Friday, August 24, 2007

Very frustrated

I am taking this online course. It's three weeks and three credits for way less than WSU is offering. Anyway, everything started out dandy. I am always online checking the discussions, etc. I have created a webquest to be posted online as the final assignment for the class. This is not happening. I have spent countless hours trying to post to various hosting sites with no luck. I truly believe that the version of FrontPage that I'm using is the problem. If I have to redo this thing, I cannot explain how utterly angry I will be. Why would the professor not share this knowledge with me? Don't you think that would have been handy? Also, every time I tell him it won't post, he suggests a new host. I may need to drive to Indiana and slap him. If any of my two or so readers know how to post using FrontPage from Office XP, feel free to share your wisdom. My patience is gone, gone, gone!!! Please help my sanity if I have to redo this.

In other frustrations, I went to work in my new MC yesterday and whew, what a mess. I'm so lucky that I had someone there to help me clean and throw away stuff. That's right we threw away stuff. In order to build a collection, it must be weeded. The retired person must have shut down quite some time ago because we found just a mess of things. You would think that the library would be organized, not so much. Another thing that is frustrating is that this particular MC is not really its own room, it's more of the central hallway. This could be good, but it really isn't. Kids pretty much can go where ever after hours and we found a used tampon in the stacks. You read that right, go back and have a look see. Would a used condom have been better or worse? I guess the good news is, it was old. I still have a ton of sorting to do and it will take time to get things the way I want them. I cannot change everything over night.

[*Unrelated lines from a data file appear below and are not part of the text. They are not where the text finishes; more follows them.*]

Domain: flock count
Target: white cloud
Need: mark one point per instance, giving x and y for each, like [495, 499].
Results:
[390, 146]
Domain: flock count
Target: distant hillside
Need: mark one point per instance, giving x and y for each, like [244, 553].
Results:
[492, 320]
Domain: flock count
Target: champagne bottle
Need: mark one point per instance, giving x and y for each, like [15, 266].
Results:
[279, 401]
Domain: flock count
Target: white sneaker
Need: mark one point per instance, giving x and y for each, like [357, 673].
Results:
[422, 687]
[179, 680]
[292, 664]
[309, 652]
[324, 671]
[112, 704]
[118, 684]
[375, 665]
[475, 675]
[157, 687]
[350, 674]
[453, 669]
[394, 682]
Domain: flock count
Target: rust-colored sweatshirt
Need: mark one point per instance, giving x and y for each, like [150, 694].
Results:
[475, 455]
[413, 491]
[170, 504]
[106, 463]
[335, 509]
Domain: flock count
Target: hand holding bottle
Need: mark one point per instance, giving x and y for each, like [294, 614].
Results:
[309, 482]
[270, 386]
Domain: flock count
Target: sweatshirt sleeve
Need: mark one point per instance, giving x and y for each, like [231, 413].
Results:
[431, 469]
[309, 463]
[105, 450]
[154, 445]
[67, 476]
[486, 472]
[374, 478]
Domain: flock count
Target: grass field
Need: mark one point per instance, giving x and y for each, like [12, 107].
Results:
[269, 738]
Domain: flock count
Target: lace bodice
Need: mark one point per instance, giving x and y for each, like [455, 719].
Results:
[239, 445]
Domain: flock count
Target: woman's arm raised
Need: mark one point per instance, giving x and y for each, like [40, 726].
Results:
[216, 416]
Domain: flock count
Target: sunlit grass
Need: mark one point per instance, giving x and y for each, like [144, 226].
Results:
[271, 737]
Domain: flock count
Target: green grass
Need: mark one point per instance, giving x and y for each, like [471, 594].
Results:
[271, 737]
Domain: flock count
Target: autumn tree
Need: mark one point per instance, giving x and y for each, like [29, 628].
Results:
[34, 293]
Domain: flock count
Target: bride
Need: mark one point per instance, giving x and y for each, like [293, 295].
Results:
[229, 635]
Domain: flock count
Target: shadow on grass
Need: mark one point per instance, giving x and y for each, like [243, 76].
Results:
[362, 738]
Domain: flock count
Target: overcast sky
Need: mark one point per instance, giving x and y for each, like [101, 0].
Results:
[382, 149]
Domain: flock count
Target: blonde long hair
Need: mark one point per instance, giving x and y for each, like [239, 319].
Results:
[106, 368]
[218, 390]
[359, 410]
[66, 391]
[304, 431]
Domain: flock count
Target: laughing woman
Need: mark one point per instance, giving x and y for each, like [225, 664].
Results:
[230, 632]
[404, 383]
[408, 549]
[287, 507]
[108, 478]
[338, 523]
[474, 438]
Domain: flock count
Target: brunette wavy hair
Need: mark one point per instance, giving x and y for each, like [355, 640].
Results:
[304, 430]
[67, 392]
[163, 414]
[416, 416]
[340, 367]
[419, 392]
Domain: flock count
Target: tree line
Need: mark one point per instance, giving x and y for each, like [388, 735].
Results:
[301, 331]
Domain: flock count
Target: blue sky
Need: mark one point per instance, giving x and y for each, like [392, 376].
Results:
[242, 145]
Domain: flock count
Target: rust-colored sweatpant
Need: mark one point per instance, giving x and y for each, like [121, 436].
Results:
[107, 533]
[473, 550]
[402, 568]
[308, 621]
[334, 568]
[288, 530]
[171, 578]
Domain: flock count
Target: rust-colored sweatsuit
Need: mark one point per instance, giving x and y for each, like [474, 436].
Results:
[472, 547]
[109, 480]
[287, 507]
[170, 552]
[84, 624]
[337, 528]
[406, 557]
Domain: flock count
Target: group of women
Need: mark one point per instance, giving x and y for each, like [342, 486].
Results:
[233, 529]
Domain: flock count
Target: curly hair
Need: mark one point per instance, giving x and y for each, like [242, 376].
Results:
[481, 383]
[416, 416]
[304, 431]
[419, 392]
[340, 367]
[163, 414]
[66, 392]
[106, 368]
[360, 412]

In other news, my co-workers from my old school met today for brunch with me. It was their idea and it was super nice to see everyone. I am going to miss them more than I can say. They have been my family for seven years. I cry every time I think about it. I know that this change is good and in order to grow, I must take a chance; it's just so hard to leave them. A new guy was hired to replace me and that's hard to know. I've been replaced and with a guy. That's weird.

Only a few more days before the official first day of school. Wish me luck.